FRANKFURT -- Volkswagen Group's top committee on Tuesday avoided discussing a potential contract extension for CEO Herbert Diess, reports said.
A supervisory board panel ended a three-hour meeting without a concrete proposal for defusing internal tensions over Diess's desire for a contract extension and more dramatic changes at the automaker.
More talks are required ahead of a meeting of the full supervisory board next week, according to people familiar with the outcome of Tuesday’s gathering.
Discussions about Diess, 62, and selections for top management posts will continue in the coming days, said the people, who asked not to be identified because the conversations are private.

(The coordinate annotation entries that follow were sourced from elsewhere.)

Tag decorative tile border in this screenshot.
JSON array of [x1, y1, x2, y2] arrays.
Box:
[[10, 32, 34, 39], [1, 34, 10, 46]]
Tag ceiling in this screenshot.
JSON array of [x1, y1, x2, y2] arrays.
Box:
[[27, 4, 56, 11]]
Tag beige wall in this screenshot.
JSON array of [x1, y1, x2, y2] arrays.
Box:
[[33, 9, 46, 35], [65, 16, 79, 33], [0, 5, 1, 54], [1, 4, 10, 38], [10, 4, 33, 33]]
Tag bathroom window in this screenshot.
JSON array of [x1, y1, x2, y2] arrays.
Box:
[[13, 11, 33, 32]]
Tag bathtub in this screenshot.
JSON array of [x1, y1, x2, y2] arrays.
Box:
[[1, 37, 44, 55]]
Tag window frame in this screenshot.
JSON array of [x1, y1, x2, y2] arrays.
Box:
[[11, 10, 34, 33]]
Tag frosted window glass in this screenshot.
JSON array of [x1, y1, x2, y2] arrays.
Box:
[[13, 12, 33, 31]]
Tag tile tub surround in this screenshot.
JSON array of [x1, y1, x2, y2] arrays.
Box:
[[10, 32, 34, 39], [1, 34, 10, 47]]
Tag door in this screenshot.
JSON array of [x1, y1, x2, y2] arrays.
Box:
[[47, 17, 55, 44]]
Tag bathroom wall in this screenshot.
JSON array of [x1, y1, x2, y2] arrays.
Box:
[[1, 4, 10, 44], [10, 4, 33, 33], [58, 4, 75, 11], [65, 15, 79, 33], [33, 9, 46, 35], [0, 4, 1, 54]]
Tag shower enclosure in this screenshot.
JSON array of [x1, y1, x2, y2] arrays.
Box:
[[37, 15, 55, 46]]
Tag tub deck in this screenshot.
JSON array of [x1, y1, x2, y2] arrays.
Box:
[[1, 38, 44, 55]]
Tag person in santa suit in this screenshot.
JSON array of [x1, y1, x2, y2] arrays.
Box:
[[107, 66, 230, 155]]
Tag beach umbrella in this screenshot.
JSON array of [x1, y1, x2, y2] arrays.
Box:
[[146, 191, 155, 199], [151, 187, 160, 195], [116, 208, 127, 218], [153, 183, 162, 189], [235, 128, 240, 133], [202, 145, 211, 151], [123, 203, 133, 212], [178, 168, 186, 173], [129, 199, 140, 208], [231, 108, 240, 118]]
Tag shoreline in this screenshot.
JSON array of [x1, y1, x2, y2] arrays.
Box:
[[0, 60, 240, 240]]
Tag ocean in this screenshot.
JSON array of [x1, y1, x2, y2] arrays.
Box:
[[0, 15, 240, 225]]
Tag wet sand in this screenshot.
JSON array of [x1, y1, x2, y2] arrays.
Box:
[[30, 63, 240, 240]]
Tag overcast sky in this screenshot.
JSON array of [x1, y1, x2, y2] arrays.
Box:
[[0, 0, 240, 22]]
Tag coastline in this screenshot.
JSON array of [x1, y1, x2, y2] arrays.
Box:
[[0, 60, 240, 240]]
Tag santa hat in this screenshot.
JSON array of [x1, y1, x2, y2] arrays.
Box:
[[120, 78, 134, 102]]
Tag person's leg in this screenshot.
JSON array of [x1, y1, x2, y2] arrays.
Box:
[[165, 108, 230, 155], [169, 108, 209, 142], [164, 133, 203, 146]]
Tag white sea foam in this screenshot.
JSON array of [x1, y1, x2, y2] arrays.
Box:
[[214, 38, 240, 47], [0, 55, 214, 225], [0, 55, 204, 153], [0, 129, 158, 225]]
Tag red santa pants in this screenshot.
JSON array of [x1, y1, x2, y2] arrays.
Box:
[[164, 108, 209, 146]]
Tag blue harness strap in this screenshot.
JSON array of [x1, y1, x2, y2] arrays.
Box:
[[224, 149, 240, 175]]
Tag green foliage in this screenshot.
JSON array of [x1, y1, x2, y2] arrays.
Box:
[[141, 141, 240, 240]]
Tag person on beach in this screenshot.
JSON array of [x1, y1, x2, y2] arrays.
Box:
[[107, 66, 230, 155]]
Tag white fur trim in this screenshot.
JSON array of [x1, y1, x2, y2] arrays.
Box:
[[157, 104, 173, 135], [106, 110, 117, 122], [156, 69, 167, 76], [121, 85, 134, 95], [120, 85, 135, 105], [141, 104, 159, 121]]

Diess had demanded a vote of confidence in his reform efforts by asking for an early contract extension even though labor leaders at the company opposed the move.
VW declined to comment.
"The executive committee will not be pressured into a decision, there is no rush," one of the people familiar with the matter said, commenting on the potential contract extension.
The committee is headed by Volkswagen's chairman Hans Dieter Poetsch. It includes Wolfgang Porsche and Hans Michel Piech, members of the automaker's owning families who control a majority voting stake, as well as VW labor boss Bernd Osterloh.
Ahead of the meeting on Tuesday, Diess outlined his vision for reforming VW, saying he had not succeeded in overhauling its German operations where labor chiefs can block significant decisions.
"The families continue to support Diess," a spokesman for Porsche Automobil Holding SE, the company which holds a majority voting stake in VW, said ahead of the meeting on Tuesday.
Diess defected from BMW in 2015 and helped VW reform after its diesel scandal with a 73 billion euro ($87 billion) electric vehicle investment plan. However, he has grown frustrated with opposition to cost cuts.
A dispute over who should fill openings for jobs including the finance and purchasing chiefs and Diess’s push to reshape VW spilled into the public last month.
Diess wrote a newspaper op-ed in which he referred to the German industrial giant still having "old, encrusted" structures that must be broken up.
Diess's attempts to install allies Arno Antlitz as chief financial officer and Thomas Schmall as chief procurement officer on the management board are opposed by Osterloh, sources told Reuters. Antlitz is currently Audi's finance chief. Schmall is head of VW's components division.
Diess has floated the idea of staying on as CEO beyond his current mandate through April 2023, according to people familiar with the situation, even though his contract would normally be up for renewal a year before it ends.
Analysts said the potential crisis at Volkswagen highlighted the difficulties of reforming a company where labor representatives control half the seats on the board of directors and local politicians have a 20 percent voting stake, allowing them to vote down strategic proposals.
VW Group is worth 77.2 billion euros ($92.4 billion), far below rival Toyota's market value of $155.7 billion and Tesla's $555 billion. That is despite the fact that VW sold 10.96 million vehicles last year - the most by any automaker around the globe - while Toyota came in second with 10.74 million. Tesla sold only 367,500 cars in the same period.
VW Group had 671,205 employees at the end of 2019, compared with 359,542 at Toyota at the end of its fiscal year, and 48,016 at Tesla last year.